Je vais vous raconter comment fonctionne le temple et ce qui s'y passe vraiment. Rien à voir avec ce que vous croyez ou avec ce que penseront les mythographes du futur. L'idée est de garder l'esprit ouvert et de ne s'étonner de rien. Plus ce sera surprenant et plus nous serons proches de la réalité et des multiples apparences qu'elle peut prendre.
Dans les temples de Kemet , on est en apesanteur car ils ne sont pas sur la terre mais dans un ciel qui a le visage de Nout ou d'Hathor.
C'est un lieu féminin, une matrice dans laquelle on est en perpétuelle gestation.
C'est une des premières formes de vie apparue dans les eaux sombres et tièdes du Noun.
Ne croyez pas qu'il s'agisse d'une construction humaine. Il a été conçu par une une intelligence extra-terrestre et construit sur la base de données d'une infinie délicatesse.
Pendant qu'on y séjourne, qu'on le traverse, le temps est aboli, particulièrement quand le Netjer se manifeste. Il ne considère pas le temple comme sa maison mais comme un point de contact entre toutes les formes de vie.
Dans la salle hypostyle, les hiérarchies se mettent en place pour repousser ce qui n'est pas synchronisé.
Un rituel s'amorce et se termine à ce moment précis que ne comptabilisent pas les clepsydres mais la perspicacité des officiants.
On peut dormir dans le temple mais il est interdit d'y mourir. Les rêves prennent ici la forme d'un enseignement, d'un avertissement. Ils donnent de précieux indices sur les hasards qui s'enchaînent et permettent de trouver sa voie.
Le sol en argent de la salle hypostyle lui confère une composante lunaire propice aux songes où l'on vole au-dessus des fleuves et des montagnes.
Si une perturbation survient dans le temple, il faut chercher ce qui n'est pas à sa place et progresser en respectant les règles de la marche rituelle.

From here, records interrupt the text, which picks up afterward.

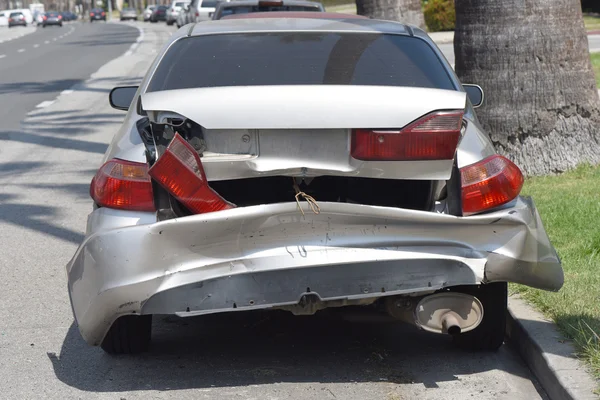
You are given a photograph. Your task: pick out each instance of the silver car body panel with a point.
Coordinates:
(119, 270)
(271, 255)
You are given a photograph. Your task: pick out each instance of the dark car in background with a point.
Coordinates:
(52, 18)
(247, 7)
(97, 14)
(159, 14)
(16, 19)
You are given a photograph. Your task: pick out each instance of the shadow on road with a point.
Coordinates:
(35, 217)
(238, 349)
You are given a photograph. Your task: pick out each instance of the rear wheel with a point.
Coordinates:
(489, 335)
(129, 334)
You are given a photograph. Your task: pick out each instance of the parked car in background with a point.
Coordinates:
(26, 13)
(202, 10)
(4, 18)
(97, 14)
(375, 186)
(252, 6)
(177, 7)
(52, 18)
(159, 14)
(68, 16)
(128, 14)
(147, 14)
(16, 19)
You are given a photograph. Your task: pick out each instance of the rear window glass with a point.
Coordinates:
(292, 58)
(252, 9)
(209, 3)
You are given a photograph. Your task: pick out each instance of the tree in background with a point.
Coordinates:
(407, 11)
(531, 58)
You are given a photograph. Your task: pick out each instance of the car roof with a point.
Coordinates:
(294, 14)
(246, 3)
(245, 25)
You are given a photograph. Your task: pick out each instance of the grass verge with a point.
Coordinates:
(596, 65)
(570, 208)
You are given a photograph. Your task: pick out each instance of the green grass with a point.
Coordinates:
(596, 65)
(592, 22)
(569, 205)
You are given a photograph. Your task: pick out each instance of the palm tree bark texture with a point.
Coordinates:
(405, 11)
(531, 58)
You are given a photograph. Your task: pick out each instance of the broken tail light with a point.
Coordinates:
(432, 137)
(489, 183)
(179, 170)
(123, 185)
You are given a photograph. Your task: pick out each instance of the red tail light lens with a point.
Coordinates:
(432, 137)
(124, 185)
(179, 170)
(489, 183)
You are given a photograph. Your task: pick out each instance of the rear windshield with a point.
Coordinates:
(208, 3)
(251, 9)
(292, 58)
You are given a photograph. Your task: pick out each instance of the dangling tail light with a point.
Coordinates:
(432, 137)
(489, 183)
(123, 185)
(179, 170)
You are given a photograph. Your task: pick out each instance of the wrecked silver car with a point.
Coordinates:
(303, 164)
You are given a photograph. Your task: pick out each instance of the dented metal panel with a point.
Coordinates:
(118, 271)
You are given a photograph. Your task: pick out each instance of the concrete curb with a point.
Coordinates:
(551, 358)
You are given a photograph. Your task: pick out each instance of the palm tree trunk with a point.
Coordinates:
(531, 58)
(406, 11)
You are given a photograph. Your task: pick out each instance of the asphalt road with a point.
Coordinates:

On n'est nulle part moins en sécurité que dans un temple, un lieu complètement ouvert où se croisent les entités venues de l'espace et celles qui remontent des profondeurs de la terre et de notre psychisme.
Le Couloir Mystérieux autour du sanctuaire est le lieu de toutes les surprises. Des métamorphoses s'y opèrent dans le microcosme et le macrocosme. Pas de formes fixes mais une succession de stupeurs. Les gardiens sont féroces, ne tolèrent aucun manquement au protocole.
Un cartographe ne peut fixer les contours de ce couloir. Seul un Mage peut identifier les repères qui se déplacent en continu.
A la 5e heure de la nuit - 23 heures - des rumeurs répandues par les ennemis du dieu circulent dans le temple, annonçant l'arrivée prochaine des profanateurs barbares dont la présence souille les lieux. Un prêtre peut les repousser avec un sceptre en or ou en lâchant à leurs trousses les Patèques de Memphis.
Sur les toits se posent des oiseaux, les Baou des anciens desservants et des Mystes qui, au terme d'un long processus sont devenus partie intégrante du temple. A l'instant où le jour se verse dans la nuit, ils traversent les dalles et viennent se poser dans la chapelle de l'Androgyne au sol couvert de lapis lazuli.
Dans le temple sont archivés nos moments de bonheur, nos ardeurs, nos doutes et nos chagrins, nos espoirs les plus fous et ces incertitudes donnant la force de marcher sur la tête, de traverser des barrières de flammes, de nager dans le Noun.
Dans un sanctuaire osirien très secret, isolé aux confins du monde, existe une Chambre du Noun où s'engouffrent tous les possibles, les désirs inaccomplis et ceux qui présagent des étapes harassantes. Ce Noun en concentration extrême dans une chapelle rectangulaire nous donne l'opportunité de revenir à la Première Fois. Le temple est une île au-dessus des eaux de l'Océan Primordial. Les Veilleurs le surveillent mais n'empêchent personne de traverser les frontières invisibles.
Il est recommandé de traverser le temple le plus lentement possible en prenant soin de ne pas s'arrêter sur les Seuils où les Phénix entrent en combustion.
Le silence reste la seule alternative envisageable.
Et si le temple n'existait que par la seule volonté de ceux qui, depuis des millénaires, ne l'oublient pas et viennent y célébrer des rites...
Je ne vais pas aller par quatre chemins. Le Temple intérieur tel que tu le présentes doit à tout le moins suggérer la vision métaphysique qu'avaient les anciens égyptiens notamment. Pour les voyageurs en Egypte, une déambulation où le curiosité fait place à la méditation dans le silence intérieur qui met en évidence la valeur des notes ondulatoires de notre harmonie spirituelle en cours d’élaboration; sans cesse en édification, sans cesse en restructuration.
Ce Silence métaphysique est insaisissable. Nous pourrions dire que le Temple est un catalyseur.